Наш руководитель мог бы спросить: «Алгоритм справляется с заявками в Великобритании, но будет ли он так же хорошо работать, если мы задействуем его в Бразилии?» Удовлетворительного ответа опять нет, или же мы не в состоянии достоверно оценить, насколько успешен будет перевод высокооптимизированного правила в новую область.
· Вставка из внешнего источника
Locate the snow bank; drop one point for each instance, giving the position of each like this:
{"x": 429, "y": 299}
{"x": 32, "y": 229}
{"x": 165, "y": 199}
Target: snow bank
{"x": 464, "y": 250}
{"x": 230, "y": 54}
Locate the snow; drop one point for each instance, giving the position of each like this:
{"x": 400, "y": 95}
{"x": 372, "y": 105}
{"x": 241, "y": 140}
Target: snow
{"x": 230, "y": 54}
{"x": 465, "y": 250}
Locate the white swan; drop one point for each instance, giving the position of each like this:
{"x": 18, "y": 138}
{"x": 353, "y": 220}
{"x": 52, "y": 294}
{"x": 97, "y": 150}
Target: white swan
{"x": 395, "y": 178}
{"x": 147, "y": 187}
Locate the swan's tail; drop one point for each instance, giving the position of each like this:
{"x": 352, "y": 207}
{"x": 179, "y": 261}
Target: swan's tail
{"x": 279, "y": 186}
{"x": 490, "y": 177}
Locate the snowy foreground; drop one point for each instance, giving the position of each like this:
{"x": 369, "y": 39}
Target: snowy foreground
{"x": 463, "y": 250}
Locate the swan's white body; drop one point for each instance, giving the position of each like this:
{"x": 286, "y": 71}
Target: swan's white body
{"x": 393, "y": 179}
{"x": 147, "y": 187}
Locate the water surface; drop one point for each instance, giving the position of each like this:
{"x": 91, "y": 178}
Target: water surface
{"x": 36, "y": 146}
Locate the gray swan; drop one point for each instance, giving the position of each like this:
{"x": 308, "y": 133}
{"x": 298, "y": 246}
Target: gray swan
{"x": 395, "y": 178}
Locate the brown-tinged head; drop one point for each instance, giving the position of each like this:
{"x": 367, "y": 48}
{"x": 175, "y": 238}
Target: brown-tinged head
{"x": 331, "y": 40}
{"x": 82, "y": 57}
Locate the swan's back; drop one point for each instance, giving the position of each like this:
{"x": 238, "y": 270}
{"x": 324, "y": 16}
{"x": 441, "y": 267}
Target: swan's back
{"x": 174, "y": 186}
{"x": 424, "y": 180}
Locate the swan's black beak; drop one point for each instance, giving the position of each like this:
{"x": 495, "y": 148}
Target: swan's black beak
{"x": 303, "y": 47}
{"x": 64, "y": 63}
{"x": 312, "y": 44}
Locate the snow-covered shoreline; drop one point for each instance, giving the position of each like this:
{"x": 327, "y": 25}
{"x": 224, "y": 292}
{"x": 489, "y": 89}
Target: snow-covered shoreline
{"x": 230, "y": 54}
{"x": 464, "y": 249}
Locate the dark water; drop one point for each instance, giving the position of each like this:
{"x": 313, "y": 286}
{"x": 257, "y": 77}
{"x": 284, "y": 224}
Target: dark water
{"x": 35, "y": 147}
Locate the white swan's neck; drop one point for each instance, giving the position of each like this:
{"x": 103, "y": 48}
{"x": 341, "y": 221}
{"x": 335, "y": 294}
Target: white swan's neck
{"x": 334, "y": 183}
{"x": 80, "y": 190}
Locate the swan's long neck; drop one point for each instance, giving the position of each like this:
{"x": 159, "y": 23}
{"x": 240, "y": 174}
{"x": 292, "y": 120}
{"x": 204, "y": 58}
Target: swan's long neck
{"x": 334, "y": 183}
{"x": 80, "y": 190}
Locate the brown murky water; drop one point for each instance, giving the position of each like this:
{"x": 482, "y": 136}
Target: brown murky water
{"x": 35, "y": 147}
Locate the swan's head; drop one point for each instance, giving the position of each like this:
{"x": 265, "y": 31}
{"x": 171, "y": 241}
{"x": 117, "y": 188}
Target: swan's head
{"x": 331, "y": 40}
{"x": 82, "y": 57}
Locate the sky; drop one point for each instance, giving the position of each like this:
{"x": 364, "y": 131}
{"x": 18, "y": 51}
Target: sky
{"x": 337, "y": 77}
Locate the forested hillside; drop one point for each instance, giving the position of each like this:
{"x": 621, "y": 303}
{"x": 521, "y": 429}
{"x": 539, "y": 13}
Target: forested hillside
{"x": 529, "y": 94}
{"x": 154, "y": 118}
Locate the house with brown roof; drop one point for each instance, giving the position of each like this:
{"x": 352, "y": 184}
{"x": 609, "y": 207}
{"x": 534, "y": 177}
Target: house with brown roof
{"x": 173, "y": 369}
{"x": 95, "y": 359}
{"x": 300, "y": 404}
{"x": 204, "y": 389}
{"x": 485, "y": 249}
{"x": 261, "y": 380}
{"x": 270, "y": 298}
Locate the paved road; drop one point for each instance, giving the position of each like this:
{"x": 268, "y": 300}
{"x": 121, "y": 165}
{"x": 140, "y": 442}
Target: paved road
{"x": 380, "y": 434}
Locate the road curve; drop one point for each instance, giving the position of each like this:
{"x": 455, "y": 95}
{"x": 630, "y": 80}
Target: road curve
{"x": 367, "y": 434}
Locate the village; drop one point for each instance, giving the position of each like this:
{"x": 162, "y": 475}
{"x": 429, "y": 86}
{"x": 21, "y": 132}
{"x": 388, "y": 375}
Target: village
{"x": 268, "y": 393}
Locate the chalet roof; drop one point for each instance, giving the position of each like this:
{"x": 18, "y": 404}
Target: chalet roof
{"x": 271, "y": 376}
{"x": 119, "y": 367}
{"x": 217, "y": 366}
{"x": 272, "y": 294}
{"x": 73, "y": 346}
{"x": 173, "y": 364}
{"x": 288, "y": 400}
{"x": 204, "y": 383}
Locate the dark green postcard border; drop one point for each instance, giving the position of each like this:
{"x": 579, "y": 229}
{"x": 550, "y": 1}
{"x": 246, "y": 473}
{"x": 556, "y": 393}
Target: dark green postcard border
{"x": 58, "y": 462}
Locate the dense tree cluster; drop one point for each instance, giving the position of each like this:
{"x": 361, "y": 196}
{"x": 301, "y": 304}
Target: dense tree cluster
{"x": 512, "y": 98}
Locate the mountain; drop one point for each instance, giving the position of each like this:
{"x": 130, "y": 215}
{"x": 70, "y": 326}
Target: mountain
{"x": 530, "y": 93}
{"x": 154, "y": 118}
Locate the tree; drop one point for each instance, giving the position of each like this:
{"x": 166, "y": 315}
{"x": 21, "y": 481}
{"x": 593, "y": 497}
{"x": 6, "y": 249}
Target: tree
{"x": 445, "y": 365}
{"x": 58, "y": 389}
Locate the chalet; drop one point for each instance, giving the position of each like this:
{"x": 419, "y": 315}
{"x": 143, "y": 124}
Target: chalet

Специалист по обработке данных мог бы заметить: «Нам известно, насколько хорошо алгоритм справляется с данными, которые у него есть. Но новая информация о потребителях нам точно не повредит. Какие еще сведения надо собрать?» Исходя из имеющихся у нас знаний о человеке, можно предложить множество вариантов, но с этим непостижимым алгоритмом мы не знаем, что именно окажется для него полезным. Вот в чем ирония: мы можем попробовать выбрать те переменные, которые сами сочтем важными, но машина‑то думает не так, как мы, и потому уже нас обыгрывает. Как нам узнать, что она сочтет полезным?
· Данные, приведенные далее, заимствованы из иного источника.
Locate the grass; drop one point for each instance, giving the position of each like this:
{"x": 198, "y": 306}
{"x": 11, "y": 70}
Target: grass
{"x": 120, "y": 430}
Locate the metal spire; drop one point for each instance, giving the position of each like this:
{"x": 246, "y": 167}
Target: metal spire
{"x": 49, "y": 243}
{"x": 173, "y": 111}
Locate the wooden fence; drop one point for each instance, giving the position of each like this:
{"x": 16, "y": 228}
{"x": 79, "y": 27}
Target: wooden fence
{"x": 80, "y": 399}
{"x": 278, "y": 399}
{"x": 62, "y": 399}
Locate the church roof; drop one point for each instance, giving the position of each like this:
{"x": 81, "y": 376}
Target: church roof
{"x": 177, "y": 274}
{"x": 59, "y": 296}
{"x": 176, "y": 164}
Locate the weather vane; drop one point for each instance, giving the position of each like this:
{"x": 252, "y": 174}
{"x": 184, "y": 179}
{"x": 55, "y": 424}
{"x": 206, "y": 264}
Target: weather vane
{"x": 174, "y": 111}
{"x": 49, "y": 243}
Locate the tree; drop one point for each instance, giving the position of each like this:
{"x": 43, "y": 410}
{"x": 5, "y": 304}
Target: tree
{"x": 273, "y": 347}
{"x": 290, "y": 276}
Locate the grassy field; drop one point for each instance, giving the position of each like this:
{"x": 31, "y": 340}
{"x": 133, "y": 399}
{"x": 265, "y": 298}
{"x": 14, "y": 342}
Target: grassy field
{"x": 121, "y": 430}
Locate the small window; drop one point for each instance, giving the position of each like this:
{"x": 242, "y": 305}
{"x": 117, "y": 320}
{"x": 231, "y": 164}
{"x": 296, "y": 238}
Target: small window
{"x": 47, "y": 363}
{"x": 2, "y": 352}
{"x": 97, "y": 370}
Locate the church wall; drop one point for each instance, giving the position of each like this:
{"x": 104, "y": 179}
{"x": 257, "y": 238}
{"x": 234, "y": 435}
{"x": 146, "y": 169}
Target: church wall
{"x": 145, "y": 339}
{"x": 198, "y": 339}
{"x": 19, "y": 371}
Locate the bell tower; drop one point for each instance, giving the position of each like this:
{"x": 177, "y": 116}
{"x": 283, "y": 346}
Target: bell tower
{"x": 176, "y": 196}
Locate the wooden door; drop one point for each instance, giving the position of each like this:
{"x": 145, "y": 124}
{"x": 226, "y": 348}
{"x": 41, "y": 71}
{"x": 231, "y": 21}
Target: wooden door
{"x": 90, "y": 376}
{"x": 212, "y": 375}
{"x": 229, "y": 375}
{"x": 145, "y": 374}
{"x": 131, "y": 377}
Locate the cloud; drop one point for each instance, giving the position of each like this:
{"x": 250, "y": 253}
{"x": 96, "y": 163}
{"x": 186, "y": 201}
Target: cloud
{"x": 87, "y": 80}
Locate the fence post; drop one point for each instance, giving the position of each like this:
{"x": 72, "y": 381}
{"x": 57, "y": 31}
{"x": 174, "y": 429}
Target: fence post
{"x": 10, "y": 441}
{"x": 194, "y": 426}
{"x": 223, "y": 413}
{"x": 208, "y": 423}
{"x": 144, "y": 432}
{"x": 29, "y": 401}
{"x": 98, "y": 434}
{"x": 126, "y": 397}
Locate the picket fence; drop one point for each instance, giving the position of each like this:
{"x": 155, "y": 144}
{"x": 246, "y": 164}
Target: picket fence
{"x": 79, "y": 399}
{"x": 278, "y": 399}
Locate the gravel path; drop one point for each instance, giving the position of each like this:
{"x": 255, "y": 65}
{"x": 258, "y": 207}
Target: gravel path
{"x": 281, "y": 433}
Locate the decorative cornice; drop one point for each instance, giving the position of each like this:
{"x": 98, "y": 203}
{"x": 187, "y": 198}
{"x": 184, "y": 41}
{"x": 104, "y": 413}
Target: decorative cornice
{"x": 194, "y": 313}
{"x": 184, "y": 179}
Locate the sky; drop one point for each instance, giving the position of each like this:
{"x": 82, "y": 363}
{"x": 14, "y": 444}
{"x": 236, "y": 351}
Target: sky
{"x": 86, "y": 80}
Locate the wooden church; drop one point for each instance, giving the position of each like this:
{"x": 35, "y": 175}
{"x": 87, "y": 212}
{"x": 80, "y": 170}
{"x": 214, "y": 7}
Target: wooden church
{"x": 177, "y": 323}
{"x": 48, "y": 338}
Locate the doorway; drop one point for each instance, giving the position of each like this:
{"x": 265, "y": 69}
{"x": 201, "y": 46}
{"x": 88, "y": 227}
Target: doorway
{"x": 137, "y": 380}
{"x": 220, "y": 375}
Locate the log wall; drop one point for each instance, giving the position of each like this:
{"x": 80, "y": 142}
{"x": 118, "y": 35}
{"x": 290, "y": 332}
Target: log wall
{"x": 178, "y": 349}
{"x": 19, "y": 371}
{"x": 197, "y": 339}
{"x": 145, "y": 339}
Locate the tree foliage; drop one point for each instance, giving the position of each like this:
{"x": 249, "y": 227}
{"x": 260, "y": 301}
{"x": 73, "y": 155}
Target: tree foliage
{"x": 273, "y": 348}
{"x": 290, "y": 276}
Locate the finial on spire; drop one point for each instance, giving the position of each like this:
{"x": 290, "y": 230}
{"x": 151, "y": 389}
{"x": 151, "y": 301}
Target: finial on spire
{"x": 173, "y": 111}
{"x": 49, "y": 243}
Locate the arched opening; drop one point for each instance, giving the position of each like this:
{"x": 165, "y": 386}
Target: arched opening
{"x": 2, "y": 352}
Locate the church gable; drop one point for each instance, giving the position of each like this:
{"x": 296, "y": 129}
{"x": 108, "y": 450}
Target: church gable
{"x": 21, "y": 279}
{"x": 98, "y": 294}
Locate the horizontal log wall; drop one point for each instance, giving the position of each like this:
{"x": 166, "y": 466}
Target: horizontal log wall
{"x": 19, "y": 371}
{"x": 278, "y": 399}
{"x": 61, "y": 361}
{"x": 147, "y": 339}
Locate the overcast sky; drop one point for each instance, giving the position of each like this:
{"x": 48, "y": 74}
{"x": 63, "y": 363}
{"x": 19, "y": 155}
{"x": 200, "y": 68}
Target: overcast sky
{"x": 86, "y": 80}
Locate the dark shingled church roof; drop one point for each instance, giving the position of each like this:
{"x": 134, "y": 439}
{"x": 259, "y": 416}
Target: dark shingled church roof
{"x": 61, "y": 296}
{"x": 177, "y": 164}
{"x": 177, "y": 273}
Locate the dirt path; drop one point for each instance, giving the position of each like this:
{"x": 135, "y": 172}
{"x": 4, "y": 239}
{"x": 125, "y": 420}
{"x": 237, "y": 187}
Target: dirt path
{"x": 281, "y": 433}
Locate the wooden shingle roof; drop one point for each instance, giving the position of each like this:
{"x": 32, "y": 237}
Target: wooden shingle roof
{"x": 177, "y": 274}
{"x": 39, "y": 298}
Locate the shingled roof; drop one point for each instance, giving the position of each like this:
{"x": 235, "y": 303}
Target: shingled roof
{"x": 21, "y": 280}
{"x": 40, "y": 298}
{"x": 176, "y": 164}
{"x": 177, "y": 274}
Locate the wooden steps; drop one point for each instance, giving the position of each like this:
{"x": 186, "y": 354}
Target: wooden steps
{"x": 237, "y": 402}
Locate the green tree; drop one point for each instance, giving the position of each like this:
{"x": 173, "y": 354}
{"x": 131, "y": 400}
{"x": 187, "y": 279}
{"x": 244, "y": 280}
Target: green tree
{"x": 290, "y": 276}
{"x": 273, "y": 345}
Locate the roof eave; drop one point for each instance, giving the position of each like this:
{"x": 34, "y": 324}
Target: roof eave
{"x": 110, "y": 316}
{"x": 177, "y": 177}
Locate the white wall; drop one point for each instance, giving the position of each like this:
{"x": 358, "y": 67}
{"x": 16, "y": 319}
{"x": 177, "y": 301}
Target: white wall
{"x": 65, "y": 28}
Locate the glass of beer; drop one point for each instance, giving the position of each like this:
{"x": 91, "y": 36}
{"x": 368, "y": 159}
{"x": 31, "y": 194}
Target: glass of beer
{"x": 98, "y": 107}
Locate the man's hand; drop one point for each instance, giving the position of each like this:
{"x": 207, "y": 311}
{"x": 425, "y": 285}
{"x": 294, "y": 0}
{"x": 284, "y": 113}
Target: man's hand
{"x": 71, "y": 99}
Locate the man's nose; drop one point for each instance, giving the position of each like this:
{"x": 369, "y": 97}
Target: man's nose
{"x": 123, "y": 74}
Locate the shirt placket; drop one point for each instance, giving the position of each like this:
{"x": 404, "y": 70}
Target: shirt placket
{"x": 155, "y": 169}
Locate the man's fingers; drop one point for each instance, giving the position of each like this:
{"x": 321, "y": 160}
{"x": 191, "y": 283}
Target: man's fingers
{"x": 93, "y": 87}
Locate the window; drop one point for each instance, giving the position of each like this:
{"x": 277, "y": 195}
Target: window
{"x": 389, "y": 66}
Тут не обязательно ставить точку. У нас уже есть интерес к тому, чтобы разрабатывать алгоритмы, которые будут не только эффективными, но и постижимыми для своих создателей. Чтобы это сделать, нам, возможно, придется серьезно пересмотреть понятие постижимости. Мы, вероятно, так никогда и не сумеем постичь, что именно делают наши автоматизированные системы конкретно, шаг за шагом, но это нормально. Достаточно будет, если мы научимся взаимодействовать с ними, как одна разумная сущность взаимодействует с другой, развивая здоровое понимание того, когда стоит доверять рекомендациям, где можно наиболее эффективно их использовать и как помочь машине прийти к недоступному для нас самих уровню эффективности.
Однако пока мы этому не научимся, непостижимость искусственного интеллекта будет представлять определенную опасность. Как мы узнаем, что машина вышла из своей «зоны комфорта» и уже работает с той частью проблемы, с которой не очень хорошо справляется? Степень такого риска нелегко определить количественно, и с подобными проблемами мы будем сталкиваться по мере развития наших систем. Возможно, с какого‑то момента нам придется беспокоиться по поводу всесильного искусственного интеллекта. Но сперва нам надо озаботиться тем, что машинам приходится отвечать за решения, для принятия которых у них недостаточно ума.